Scientists are increasingly looking at predicting health issues such as cognitive decline, cardiac disease, pulmonary disease or future falls via decreases in the patient's walking speed. And while there are already methods of measuring that speed, some of them can be obtrusive, or don't provide a true picture of the manner in which the patient typically walks. With that in mind, a team from MIT's Computer Science and Artificial Intelligence Laboratory (CSAIL) has developed a no-contact system that measures a person's true walking speed wirelessly.
Currently, the main method of measuring walking speed (aka gait velocity) involves timing the patient with a stopwatch. This causes them to be very aware of the fact that they're being tested, however, and may result in them walking faster or slower than they would normally.
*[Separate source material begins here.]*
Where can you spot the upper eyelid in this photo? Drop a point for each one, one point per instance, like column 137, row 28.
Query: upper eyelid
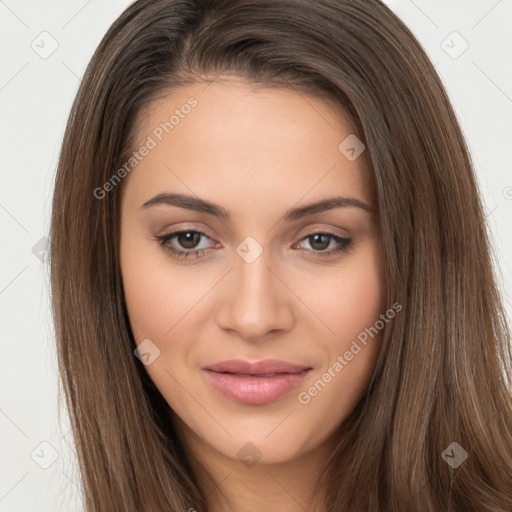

Devices such as fitness trackers or GPS-enabled smartphones don't provide very accurate readings, plus the latter won't work indoors. Another approach is to place a depth-sensing camera in the patient's home and then analyze footage of them walking, although many patients may find that to be an invasion of their privacy.
That's where the new "WiGait" system comes in.
Designed by a team led by Prof. Dina Katabi, it's an extension of technology that was previously developed for MIT's WiTrack system. It incorporates a flat device that hangs on a wall in the patient's home, emitting radio signals that contain about one-hundredth the amount of radiation of a standard cellphone.
As the patient walks around their home – even if they're in another room – the system notes the precise times and locations at which their body reflects back the signals that are sent out. By analyzing that data, it is able to determine their walking speed (and any changes in it) with a claimed accuracy of 95 to 99 percent. It's also 85 to 99 percent accurate at measuring their stride length, which is known to decrease due to conditions such as Parkinson's disease.
The patient doesn't have to wear any tracking devices, and shows up on the WiGait screen as nothing more than a dot. Additionally, the system is able to distinguish walking from other activities, such as cleaning.
"Many avoidable hospitalizations are related to issues like falls, congestive heart disease, or chronic obstructive pulmonary disease, which have all been shown to be correlated to gait speed," says Katabi. "Reducing the number of hospitalizations, even by a small amount, could vastly improve health care costs."